Malgré les préjugés et les critiques, elle a embrassé le Taekwondo, non pas pour se battre, mais pour grandir en tant qu’individu. Personnellement dit-elle le taekwondo l’aide sur le plan mental que physique et d’avoir confiance en elle. Il y a des choses que avant je ne pensais pas le faire « le fait de progresser dans les grades et surmonter les défis techniques procurent en moi un sentiment de fierté en renforçant la croyance en mes capacités personnelles ». Du dehors on peut dire de mal du taekwondo mais sur le terrain c’est autre chose, car on enseigne les valeurs fondamentales telles que le respect de l’autre, l’humilité, la courtoisie. Ces principes ont forgé un caractère et un équilibre en moi. La pratique de cet art martial m’aide dans la gestion du stress « le taekwondo m’encourage à garder mon calme et contrôler mes émotions, même dans des situations de pression ». Dans la vie il y a des situations où les tensions peuvent rapidement dégénérer à des conflits physiques ou émotionnels. Justine se souvient d’un incident personnel qui lui a permis de prendre conscience de l’impact profond que le taekwondo a sur sa vie. « Un jour, un ami du quartier et moi nous sommes retrouvés à deux doigts de nous battre. La tension était palpable et il n’a fallu qu’un petit geste pour que la situation explose. Mais, contre toute attente, j’ai réussi à me maitriser. Je n’ai pas cédé à la colère, ni à l’impulsion du moment. En réfléchissant après, je me suis rendu compte que c’était grâce à l’enseignement que j’avais reçu au dojo.  Le taekwondo ne m’a pas seulement appris des techniques de défense, mais aussi une philosophie de vie, fondée sur la maitrise de soi et la gestion des émotions ».

Tout pratiquant où pratiquante de taekwondo ne provoque pas. Elle explique que tout ce qu’on lui enseigne au dojo reste dans le cadre sportif ; en dehors, elle adopte un autre comportement et joue le rôle de femme au foyer avec dévouement. Justine insiste sur le fait que l’amour est primordial dans sa vie de couple.

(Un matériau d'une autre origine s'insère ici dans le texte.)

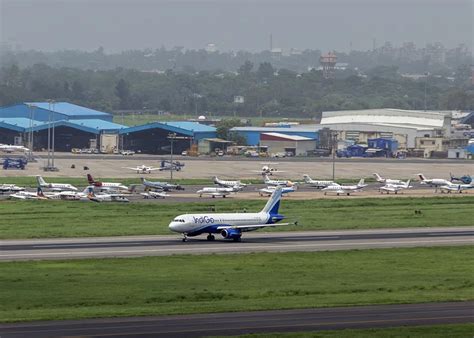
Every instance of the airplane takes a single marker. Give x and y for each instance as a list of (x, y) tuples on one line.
[(315, 183), (433, 182), (395, 188), (167, 165), (380, 179), (344, 189), (228, 184), (165, 186), (10, 188), (455, 187), (8, 148), (229, 225), (107, 197), (269, 181), (271, 189), (154, 194), (27, 195), (466, 179), (105, 185), (267, 170), (217, 191), (54, 186), (142, 169)]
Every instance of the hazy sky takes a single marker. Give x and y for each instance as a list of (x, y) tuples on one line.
[(233, 24)]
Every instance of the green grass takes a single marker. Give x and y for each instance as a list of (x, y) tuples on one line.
[(430, 331), (42, 219), (47, 290)]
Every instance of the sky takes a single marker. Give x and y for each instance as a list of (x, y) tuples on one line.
[(119, 25)]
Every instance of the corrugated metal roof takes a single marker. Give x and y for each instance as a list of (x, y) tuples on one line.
[(182, 127), (289, 137), (67, 108)]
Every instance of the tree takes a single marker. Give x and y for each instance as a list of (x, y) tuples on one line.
[(246, 68), (122, 90), (265, 71)]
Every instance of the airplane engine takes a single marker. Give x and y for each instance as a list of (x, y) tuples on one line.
[(231, 234)]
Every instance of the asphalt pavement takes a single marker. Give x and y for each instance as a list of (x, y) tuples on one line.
[(136, 246), (237, 323)]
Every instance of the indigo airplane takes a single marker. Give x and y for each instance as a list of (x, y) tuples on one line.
[(229, 225)]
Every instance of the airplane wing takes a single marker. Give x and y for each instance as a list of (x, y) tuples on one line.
[(255, 226)]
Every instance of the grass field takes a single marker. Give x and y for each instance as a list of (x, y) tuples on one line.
[(43, 219), (43, 290), (432, 331)]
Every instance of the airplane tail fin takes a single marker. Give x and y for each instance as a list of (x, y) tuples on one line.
[(422, 177), (90, 179), (378, 177), (41, 181), (273, 202)]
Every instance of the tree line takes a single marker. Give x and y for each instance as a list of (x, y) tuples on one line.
[(266, 90)]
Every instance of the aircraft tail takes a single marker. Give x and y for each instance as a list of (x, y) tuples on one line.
[(378, 177), (273, 202), (41, 181), (90, 179), (422, 177)]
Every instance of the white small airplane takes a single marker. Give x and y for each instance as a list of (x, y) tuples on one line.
[(433, 182), (268, 170), (284, 183), (228, 184), (380, 179), (229, 225), (316, 183), (395, 188), (142, 169), (344, 189), (104, 186), (10, 188), (107, 197), (452, 187), (154, 194), (8, 148), (217, 191), (27, 195), (267, 191), (55, 186)]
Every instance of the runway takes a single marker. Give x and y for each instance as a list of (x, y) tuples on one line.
[(238, 323), (292, 241)]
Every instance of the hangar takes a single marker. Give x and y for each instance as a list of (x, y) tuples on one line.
[(252, 134), (153, 138)]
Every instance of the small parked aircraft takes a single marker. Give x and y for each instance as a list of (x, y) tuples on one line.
[(344, 189), (165, 186), (229, 225), (466, 179), (217, 191), (143, 169), (105, 186), (55, 186), (395, 188), (284, 183), (228, 184), (271, 189), (316, 183), (380, 179)]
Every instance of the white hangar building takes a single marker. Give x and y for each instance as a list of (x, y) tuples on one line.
[(408, 127)]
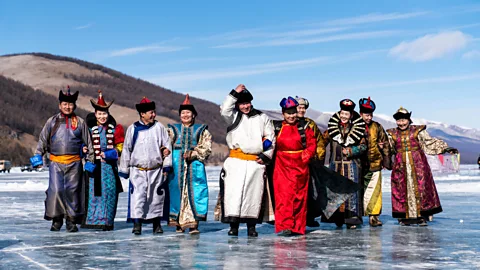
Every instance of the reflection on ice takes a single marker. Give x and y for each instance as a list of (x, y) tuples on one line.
[(447, 243)]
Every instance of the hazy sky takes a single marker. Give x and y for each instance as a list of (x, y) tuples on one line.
[(422, 55)]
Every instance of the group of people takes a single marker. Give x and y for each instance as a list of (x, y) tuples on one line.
[(274, 171)]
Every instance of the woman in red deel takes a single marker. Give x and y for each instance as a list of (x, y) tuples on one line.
[(296, 145)]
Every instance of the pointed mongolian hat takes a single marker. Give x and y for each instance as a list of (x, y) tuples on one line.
[(347, 105), (68, 97), (244, 97), (302, 101), (367, 105), (289, 105), (186, 105), (100, 104), (145, 105), (402, 113)]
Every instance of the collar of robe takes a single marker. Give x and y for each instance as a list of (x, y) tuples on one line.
[(353, 136)]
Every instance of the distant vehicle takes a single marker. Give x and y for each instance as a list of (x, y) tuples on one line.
[(27, 167), (5, 166)]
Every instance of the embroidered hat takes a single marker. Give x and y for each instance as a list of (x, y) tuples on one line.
[(100, 104), (186, 105), (302, 101), (145, 105), (68, 97), (289, 105), (367, 105)]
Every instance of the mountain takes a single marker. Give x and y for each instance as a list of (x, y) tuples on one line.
[(466, 140), (47, 74), (19, 120), (35, 79)]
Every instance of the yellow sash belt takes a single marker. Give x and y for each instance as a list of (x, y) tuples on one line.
[(65, 159), (237, 153)]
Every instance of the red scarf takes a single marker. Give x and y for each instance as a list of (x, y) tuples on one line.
[(74, 121)]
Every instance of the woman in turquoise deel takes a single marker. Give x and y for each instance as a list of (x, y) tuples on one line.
[(185, 170)]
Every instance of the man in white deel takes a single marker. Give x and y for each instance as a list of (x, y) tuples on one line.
[(146, 145), (251, 140)]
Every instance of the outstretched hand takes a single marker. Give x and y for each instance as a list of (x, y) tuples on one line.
[(260, 161), (165, 152)]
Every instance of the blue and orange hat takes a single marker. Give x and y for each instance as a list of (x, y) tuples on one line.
[(289, 105)]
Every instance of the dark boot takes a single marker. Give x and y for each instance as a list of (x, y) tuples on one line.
[(137, 228), (233, 229), (422, 222), (57, 224), (71, 227), (311, 222), (251, 230), (157, 227)]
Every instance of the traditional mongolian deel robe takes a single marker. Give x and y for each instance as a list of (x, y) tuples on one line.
[(351, 137), (414, 193), (62, 137), (320, 140), (187, 180), (142, 160), (373, 160), (103, 188), (244, 180), (291, 177)]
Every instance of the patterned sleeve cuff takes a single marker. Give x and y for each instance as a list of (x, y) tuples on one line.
[(265, 158)]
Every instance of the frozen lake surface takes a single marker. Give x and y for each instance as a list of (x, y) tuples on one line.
[(452, 241)]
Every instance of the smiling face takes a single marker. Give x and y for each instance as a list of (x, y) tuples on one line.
[(301, 111), (367, 117), (186, 116), (148, 117), (66, 108), (290, 118), (403, 124), (345, 116), (245, 107), (101, 116)]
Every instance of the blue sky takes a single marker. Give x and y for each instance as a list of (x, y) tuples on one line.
[(422, 55)]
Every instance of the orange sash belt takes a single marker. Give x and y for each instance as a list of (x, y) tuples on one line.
[(65, 159), (291, 152), (237, 153)]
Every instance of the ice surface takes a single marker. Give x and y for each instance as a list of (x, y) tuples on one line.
[(448, 243)]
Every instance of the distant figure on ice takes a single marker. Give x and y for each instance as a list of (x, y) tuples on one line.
[(62, 137), (302, 108), (145, 148), (345, 133), (104, 185), (251, 139), (374, 160), (187, 179), (414, 194), (295, 147)]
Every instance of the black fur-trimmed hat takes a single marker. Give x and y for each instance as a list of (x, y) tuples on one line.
[(402, 113), (347, 105), (68, 97)]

Après 11 ans de mariage heureux, elle souligne que leur union est renforcée par la confiance et le respect mutuel. « A la maison il y a un climat de sécurité où chacun se sent libre de s’exprimer et  quand je passe du temps avec les autres à l’entrainement il respecte ce que je fais. Il m’écoute et prend en compte mes opinions ».

Justine  affirme qu’elle ne frappe pas son mari valorisant ainsi une relation fondée sur l’amour. En parallèle, sa fille a également embrassé le taekwondo  intégrant les valeurs de discipline et de respect que la mère transmet. La famille est unie par cette passion commune et chacun trouve dans cette pratique une source de joie et d’épanouissement.

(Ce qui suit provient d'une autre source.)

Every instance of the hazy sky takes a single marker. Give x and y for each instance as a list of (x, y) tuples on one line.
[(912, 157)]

Le taekwondo ne définit pas seulement leur manière de se battre mais aussi leur manière d’aimer et de vivre ensemble.

Hassane le mari de Justine incarne un modèle de soutien, contrairement à ceux qui redoutent la rébellion potentielle d’une femme pratiquante des arts martiaux, il a toujours encouragé Justine à poursuivre sa passion. Il a été un pilier pour elle, en lui offrant un soutien moral mais aussi financier. L’une des démonstrations les plus évidentes de cet amour inconditionnel est qu’il  ‘’accompagne sa femme au centre d’entrainement et  paie ses cautions’’. Même dans les moments de doute et de fatigue, Hassane ne la laisse pas tombe. Un souvenir marquant qu’il partage avec elle remonte à un jour où Justine, épuisée et fatiguée était prête à abandonner. Elle ne voulait plus repartir, mais son mari a su la soutenir, l’encourageant à se relever et à ne pas perdre espoir.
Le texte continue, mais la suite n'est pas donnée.